I don’t know why this would happen, as b is returned as a parameter in all of these implementations:

class ShiftLayer(nn.Module):
    def __init__(self, b):
        super().__init__()
        self.b = nn.Parameter(torch.tensor(b))
        
    def forward(self, x):
        return x + self.b
    
shift = ShiftLayer(1.)
print(list(shift.parameters()))
print(dict(shift.named_parameters()))

model = nn.Sequential(
    nn.Linear(1, 1),
    ShiftLayer(2.)
)
print(list(model.parameters()))
print(dict(model.named_parameters()))



class Generator(nn.Module):
    def __init__(self, b_val):
        super(Generator, self).__init__()
        self.main = nn.Sequential(
            # input is Z, going into a convolution
            nn.ConvTranspose2d( nz, ngf * 8, 4, 1, 0, bias=False),
            nn.BatchNorm2d(ngf * 8),
            nn.ReLU(True),
            # state size. (ngf*8) x 4 x 4
            nn.ConvTranspose2d(ngf * 8, ngf * 4, 4, 2, 1, bias=False),
            nn.BatchNorm2d(ngf * 4),
            nn.ReLU(True),
            # state size. (ngf*4) x 8 x 8
            nn.ConvTranspose2d( ngf * 4, ngf * 2, 4, 2, 1, bias=False),
            nn.BatchNorm2d(ngf * 2),
            nn.ReLU(True),
            # state size. (ngf*2) x 16 x 16
            nn.ConvTranspose2d( ngf * 2, ngf, 4, 2, 1, bias=False),
            nn.BatchNorm2d(ngf),
            ShiftLayer(b_val),
            nn.ReLU(True),
            # state size. (ngf) x 32 x 32
            nn.ConvTranspose2d( ngf, nc, 4, 2, 1, bias=False),
            nn.Tanh()
            # state size. (nc) x 64 x 64
        )
    
    def forward(self, input):
        return self.main(input)

nz = 100
ngf = 64
nc = 3
gen = Generator(10.)

for name, param in gen.named_parameters():
    if 'b' in name and 'bias' not in name:
        print(name, param)
> main.11.b Parameter containing:
  tensor(10., requires_grad=True)

avalon1511 · September 15, 2021, 8:12pm

That’s what I am thinking.

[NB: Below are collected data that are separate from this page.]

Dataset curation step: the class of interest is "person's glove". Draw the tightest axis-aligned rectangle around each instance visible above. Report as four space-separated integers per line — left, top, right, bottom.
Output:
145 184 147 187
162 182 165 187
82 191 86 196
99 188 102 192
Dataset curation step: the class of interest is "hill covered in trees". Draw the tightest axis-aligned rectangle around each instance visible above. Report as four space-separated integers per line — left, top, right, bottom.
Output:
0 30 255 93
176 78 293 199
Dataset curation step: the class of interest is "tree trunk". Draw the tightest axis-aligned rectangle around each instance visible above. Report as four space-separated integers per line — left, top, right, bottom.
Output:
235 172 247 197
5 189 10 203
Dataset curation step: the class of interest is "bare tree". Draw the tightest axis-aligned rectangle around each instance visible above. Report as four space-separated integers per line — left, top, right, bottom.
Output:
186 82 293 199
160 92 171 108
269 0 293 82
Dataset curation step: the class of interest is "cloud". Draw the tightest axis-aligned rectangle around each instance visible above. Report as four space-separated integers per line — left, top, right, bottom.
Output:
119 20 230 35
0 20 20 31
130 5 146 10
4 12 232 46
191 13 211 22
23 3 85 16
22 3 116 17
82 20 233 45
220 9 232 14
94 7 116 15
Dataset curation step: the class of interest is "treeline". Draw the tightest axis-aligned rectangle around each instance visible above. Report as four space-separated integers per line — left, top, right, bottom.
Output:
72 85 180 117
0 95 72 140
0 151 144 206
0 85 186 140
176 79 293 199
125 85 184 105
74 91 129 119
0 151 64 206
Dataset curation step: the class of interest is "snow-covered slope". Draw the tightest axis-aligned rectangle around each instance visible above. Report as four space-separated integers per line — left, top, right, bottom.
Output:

I am going to double check my code again, maybe I left something there by mistake like last time

avalon1511 · September 15, 2021, 9:22pm

Hey @gphilip , seems like I’ve fixed my issues. This is my final solution:

shift_layer = generator.main[11]
optimizer_b = optim.SGD(shift_layer.parameters(), lr = ...)

and in the training loop I just call optimizer_b.step() for every epoch.

So far this seems to be working! Thanks to you both for your help. Appreciate it!